By joining the vertices of a 'n' sided polygon, pentagons are formed. Find the number of pentagons hence formed such that none of their side is common with the sides of the polygon.

Answer 1

I have solved this using x -sided polygonsa re fomrd from the vertices of n-sided polygon.
I will assume that the polygons have to be non-self-intersecting.

Number the vertices of the original polygon from 1 to N. Now, there are two possibilities. Either vertex 1 is part of the solution polygon or not.

If vertex 1 is part of the solution polygon, vertex 2 and vertex N cannot be. This means that x-1 vertices have to be chosen out of the remaining N-3 vertices such that no two are adjacent. The number of ways of choosing this is equal to the number of integer solutions of y1+y2+....yx=(N-3)-(x-1) with the additional constraints that y1,yx >= 0; y2,y3...yx-1 >=1. This is equal to the number of whole number solutions of y1+y2+..yx=(N-3)-(x-1)-(x-2). This is just (N-x-1)C(x-1).
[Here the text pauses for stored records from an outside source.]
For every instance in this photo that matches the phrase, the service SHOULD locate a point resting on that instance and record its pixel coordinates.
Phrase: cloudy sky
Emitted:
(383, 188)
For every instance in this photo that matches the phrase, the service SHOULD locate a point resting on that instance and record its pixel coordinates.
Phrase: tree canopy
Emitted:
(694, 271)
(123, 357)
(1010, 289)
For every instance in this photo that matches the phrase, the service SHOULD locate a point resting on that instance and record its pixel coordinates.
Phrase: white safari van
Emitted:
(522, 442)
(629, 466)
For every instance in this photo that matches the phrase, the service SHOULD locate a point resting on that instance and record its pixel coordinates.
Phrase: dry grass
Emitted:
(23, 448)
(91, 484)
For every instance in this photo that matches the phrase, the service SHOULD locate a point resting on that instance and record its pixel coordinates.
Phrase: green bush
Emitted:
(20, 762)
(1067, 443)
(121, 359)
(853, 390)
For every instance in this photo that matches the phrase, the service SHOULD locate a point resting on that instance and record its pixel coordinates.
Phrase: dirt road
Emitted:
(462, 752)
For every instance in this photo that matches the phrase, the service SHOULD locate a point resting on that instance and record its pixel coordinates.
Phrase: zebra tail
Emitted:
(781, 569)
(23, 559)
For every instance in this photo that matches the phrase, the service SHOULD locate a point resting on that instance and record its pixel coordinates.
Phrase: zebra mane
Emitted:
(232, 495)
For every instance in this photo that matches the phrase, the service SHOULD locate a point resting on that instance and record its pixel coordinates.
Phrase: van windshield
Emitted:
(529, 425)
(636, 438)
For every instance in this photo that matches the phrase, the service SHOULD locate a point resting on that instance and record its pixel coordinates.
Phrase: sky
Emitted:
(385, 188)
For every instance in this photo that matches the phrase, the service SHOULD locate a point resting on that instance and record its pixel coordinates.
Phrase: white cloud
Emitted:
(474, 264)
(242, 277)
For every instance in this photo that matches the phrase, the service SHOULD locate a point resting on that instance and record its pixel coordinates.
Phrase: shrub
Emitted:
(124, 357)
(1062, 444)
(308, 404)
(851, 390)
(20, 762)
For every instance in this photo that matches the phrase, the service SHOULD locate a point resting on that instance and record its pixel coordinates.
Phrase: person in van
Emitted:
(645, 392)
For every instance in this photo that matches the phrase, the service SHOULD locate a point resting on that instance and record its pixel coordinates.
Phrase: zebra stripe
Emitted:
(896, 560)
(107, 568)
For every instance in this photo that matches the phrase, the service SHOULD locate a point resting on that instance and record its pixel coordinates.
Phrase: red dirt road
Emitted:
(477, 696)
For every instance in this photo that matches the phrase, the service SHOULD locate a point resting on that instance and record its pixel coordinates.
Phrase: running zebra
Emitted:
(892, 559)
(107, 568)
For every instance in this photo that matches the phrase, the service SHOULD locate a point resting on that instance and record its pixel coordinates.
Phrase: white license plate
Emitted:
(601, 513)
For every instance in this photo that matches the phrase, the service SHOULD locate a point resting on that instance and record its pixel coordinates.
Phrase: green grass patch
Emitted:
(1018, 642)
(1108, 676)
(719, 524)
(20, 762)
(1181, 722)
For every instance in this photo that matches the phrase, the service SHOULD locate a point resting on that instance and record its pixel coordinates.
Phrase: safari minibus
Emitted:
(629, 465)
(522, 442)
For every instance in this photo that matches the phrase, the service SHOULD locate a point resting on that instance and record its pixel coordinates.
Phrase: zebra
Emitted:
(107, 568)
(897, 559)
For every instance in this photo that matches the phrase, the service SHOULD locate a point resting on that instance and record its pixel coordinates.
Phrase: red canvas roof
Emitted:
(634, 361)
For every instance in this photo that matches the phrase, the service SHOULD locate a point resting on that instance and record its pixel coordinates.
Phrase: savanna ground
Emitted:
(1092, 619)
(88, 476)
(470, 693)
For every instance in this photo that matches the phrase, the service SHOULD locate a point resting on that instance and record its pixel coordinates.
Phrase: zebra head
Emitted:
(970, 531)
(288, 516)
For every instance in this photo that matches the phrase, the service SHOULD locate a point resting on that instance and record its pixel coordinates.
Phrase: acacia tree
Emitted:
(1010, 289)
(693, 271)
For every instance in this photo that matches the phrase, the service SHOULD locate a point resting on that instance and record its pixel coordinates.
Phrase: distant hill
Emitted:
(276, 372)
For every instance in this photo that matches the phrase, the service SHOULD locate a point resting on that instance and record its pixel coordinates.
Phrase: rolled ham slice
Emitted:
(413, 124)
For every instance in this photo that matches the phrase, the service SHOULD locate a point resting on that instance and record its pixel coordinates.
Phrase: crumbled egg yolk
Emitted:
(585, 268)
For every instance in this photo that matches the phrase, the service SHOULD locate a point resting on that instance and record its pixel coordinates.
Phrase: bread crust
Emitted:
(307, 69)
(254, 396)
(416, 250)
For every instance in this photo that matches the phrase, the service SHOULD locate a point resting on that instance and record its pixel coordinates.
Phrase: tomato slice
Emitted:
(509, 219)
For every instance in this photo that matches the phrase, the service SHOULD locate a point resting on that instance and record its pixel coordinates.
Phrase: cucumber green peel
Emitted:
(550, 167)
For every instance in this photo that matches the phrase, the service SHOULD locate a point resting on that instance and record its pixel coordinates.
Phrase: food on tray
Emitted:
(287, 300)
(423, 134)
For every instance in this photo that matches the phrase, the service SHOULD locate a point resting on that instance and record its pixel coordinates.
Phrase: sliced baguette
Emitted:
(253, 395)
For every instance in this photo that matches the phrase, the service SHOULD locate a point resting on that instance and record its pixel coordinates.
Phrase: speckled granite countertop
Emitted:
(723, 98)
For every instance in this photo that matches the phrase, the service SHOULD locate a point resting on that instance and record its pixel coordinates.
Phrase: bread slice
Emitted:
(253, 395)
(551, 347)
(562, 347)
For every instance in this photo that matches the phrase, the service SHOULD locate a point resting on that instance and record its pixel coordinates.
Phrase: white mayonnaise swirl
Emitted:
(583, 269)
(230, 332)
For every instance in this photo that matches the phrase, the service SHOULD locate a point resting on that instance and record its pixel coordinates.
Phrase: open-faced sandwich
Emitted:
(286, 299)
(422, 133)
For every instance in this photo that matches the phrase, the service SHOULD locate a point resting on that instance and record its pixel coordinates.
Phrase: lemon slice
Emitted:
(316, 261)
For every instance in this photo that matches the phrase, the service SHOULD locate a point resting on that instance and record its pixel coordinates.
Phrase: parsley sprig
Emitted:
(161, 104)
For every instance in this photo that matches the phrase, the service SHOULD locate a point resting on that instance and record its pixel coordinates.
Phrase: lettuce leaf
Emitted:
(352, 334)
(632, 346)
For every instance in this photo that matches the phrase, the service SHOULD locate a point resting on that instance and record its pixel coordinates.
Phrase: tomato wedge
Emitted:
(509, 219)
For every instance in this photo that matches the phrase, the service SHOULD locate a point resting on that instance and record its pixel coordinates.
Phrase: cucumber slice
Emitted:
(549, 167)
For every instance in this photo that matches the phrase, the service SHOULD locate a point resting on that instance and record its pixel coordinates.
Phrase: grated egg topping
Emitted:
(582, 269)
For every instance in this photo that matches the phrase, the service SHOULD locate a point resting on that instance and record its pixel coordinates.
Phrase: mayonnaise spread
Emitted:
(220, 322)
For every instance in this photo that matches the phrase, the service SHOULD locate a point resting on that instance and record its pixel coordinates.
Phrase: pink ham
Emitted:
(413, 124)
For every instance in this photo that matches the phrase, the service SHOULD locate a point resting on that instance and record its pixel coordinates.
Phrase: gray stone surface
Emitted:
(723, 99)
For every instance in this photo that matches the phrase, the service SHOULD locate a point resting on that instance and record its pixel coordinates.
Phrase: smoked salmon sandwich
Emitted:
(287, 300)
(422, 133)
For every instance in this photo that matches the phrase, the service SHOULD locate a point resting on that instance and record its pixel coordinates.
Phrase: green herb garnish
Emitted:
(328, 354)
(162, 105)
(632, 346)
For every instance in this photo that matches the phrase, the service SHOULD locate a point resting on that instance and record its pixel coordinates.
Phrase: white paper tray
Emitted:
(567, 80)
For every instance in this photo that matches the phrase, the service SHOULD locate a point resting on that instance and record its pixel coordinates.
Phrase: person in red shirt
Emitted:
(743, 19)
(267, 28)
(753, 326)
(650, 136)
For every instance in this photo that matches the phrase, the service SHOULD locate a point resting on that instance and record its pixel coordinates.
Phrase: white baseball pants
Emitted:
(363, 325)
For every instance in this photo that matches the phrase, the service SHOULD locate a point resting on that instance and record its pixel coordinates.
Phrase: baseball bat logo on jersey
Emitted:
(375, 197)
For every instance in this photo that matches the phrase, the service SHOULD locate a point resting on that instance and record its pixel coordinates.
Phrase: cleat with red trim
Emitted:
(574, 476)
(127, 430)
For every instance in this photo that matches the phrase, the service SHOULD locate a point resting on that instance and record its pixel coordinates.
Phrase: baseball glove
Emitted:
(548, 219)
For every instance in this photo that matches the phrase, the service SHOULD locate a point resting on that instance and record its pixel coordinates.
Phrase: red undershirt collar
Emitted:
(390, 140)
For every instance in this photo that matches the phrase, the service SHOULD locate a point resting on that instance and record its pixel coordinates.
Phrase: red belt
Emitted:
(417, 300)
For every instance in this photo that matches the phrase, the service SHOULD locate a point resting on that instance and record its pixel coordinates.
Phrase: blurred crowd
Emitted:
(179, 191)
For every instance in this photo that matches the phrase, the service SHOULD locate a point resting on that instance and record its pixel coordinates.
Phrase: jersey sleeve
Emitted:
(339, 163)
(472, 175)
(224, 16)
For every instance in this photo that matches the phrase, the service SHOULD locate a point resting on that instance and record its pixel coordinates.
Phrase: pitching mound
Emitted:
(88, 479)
If vertex 1 is not part of the solution polygon, we need to choose x vertices out of the remaining N-1 vertices under the same constraints. Following the same logic (or just a change of variables), we get the number of such polygons to be equal to (N-x)C(x).

But here given that x=5.
So, substitute x=5 in the equation.
(N-4)C4 + (N-5)C5 = (N-4)(N-5)(N-6)(N-7)[1/24 +(N-8)(N-9)/120 ]